The concept of employing separate platforms to monitor and secure containers soon may be obsolete if Sysdig has its way. The company has added a Sysdig Secure module to provide visibility into container runtimes and apply polices to secure them and analyze how they might have been compromised.
Apruva Davé, vice president of marketing, says Sysdig Secure employs the same instrumentation, user interface and analytics engine the company developed to monitor containers. Now those offerings are being extended in a way that eliminates the need for a separate container security platform. Sysdig Secure will be demonstrated for the first time this week at the DockerCon Europe 2017 conference.
In addition to enabling DevOps teams to detect anomalous container behavior, Davé says organizations can also implement policies against all containers deployed on a platform. A Sysdig Capture capability also allows organizations to capture all the activity that occurred before and after a breach was discovered. Davé says that the cloud service comes with deep integration with Kubernetes, Docker, AWS ECS and Mesos platforms to make it easier to unify the monitoring and securing of entire microservices based on containers.
In the future Davé says Sysdig will continue to invest in machine learning algorithms to inject higher levels of artificial intelligence across all the modules the comprise the Sysdig Container Intelligence Platform. To help fuel those efforts the company announced it has also raised an additional $25 million in funding.
Beyond simply trying to expand into an adjacent market, Davé notes that adding security tools to the company’s portfolio makes sense because one integrated DevOps team is now typically responsible for both ongoing operations and security of containerized applications. As part of the whole DevSecOps trends that shifts responsibility left toward developers, Davé notes that it’s increasingly become common for IT security specialists to be included in the DevOps team instead of looking for vulnerabilities after the application has already been built.
Davé contends that applications deployed on containers are more secure because IT organizations can more granular visibility across a range of microservices versus what can be achieved when monolithic applications are deployed on top of virtual machines. Fixing IT security issues is also easier because instead of patching the application, a developer simply replaces one set of containers with another in way that is less disruptive to the entire application environment.

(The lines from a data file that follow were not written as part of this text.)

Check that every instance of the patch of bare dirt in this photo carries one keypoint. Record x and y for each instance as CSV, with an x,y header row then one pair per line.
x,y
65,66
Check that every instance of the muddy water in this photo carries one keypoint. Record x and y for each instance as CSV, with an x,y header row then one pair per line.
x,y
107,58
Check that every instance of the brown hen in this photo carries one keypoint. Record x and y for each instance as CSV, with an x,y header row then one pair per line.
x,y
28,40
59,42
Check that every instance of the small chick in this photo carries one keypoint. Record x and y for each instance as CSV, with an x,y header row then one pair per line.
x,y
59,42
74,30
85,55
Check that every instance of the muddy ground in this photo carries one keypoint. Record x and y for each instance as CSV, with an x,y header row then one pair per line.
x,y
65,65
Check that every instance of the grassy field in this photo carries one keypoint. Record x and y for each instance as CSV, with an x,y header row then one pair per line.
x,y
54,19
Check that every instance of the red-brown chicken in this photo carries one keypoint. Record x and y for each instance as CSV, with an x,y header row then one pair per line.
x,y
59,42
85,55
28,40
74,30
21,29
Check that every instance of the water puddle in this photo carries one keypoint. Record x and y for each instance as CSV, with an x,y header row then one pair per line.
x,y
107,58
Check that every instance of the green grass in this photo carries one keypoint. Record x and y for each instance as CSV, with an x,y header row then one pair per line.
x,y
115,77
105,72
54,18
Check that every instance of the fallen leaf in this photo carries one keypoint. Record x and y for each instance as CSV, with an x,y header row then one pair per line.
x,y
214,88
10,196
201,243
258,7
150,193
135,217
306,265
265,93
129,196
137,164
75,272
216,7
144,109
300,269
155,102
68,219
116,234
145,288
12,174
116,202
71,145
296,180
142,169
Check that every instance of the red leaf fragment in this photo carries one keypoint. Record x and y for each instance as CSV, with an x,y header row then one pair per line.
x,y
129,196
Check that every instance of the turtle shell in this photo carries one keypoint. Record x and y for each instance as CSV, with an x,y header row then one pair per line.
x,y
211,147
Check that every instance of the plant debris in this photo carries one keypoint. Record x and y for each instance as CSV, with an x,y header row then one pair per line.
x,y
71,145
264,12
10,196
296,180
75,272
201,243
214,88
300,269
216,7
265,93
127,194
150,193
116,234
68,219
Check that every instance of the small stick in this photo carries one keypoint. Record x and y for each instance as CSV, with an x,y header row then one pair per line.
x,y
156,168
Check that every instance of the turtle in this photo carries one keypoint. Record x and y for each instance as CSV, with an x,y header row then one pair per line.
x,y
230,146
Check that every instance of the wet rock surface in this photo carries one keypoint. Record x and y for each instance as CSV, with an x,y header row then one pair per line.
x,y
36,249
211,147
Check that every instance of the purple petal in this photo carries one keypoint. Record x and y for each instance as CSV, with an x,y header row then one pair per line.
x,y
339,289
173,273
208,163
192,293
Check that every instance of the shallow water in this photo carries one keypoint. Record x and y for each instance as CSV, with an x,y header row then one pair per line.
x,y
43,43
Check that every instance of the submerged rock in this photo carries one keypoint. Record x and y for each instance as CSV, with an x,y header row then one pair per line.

Regardless of what level of IT security can be achieved, there’s no doubt the No. 1 reason more containers aren’t being deployed in production environments is security. IT organizations tend to be conservative when it comes to deploying new technologies. In the case of containers, however, the need to accelerate the rate at which applications are built and deployed is trumping traditional security concerns. Organizations must figure out not only how to manage those containers, but also secure them in a way that generates the least amount of DevOps friction possible.